Running a Low Cost, Versatile Data Management Ecosystem with Apache Spark at Core
- Data Engineering
- Moscone South | Upper Mezzanine | 155
- 35 min
Data is the key component of Analytics, AI or ML platform. Organizations may not be successful without having a Platform that can Source, Transform, Quality check and present data in a reportable format that can drive actionable insights.
This session will focus on how Capital One HR Team built a Low Cost Data movement Ecosystem that can source data, transform at scale and build the data storage (Redshift) at a level that can be easily consumed by AI/ML programs - by using AWS Services with combination of Open source software(Spark) and Enterprise Edition Hydrograph (UI Based ETL tool with Spark as backend)
This presentation is mainly to demonstrate the flexibility that Apache Spark provides for various types ETL Data Pipelines when we code in Spark.
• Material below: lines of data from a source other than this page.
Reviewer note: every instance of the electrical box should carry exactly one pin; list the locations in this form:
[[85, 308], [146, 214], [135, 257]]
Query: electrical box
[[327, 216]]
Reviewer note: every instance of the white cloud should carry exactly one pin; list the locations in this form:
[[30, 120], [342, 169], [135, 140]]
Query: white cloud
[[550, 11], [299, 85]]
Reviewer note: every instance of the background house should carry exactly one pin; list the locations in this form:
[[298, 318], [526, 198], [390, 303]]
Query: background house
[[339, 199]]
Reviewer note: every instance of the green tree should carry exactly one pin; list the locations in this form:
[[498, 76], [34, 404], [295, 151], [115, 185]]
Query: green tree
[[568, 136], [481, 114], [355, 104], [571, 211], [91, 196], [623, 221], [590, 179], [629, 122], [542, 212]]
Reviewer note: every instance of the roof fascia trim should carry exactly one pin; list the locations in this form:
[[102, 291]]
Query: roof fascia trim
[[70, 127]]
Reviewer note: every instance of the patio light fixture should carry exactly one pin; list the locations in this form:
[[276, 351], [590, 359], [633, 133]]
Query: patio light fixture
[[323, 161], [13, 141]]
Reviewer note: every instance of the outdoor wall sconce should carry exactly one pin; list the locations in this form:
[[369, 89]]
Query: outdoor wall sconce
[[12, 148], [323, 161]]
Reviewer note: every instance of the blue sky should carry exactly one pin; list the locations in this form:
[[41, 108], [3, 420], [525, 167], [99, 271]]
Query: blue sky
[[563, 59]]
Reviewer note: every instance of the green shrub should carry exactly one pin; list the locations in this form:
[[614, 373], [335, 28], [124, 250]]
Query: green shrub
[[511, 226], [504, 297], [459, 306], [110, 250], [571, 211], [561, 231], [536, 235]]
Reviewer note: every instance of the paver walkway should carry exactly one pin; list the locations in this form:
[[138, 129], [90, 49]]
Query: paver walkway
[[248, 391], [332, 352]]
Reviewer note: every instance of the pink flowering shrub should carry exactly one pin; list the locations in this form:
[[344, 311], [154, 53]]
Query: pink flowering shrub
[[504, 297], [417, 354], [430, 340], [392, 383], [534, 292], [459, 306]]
We have been running 3 types of pipelines over 6+ years , over 400+ nightly batch jobs for < $1000/mo. (1) Spark on EC2 (2) UI Based ETL tool with Spark backend (on the same EC2) (3) Spark on EMR. We have a CI/CD pipeline that supports easy integration and code deployment in all non-prod and prod regions ( even supports automated unit testing). We will also demonstrate how this ecosystem can failover to a different region in less than 15 minutes , making our application highly resilient.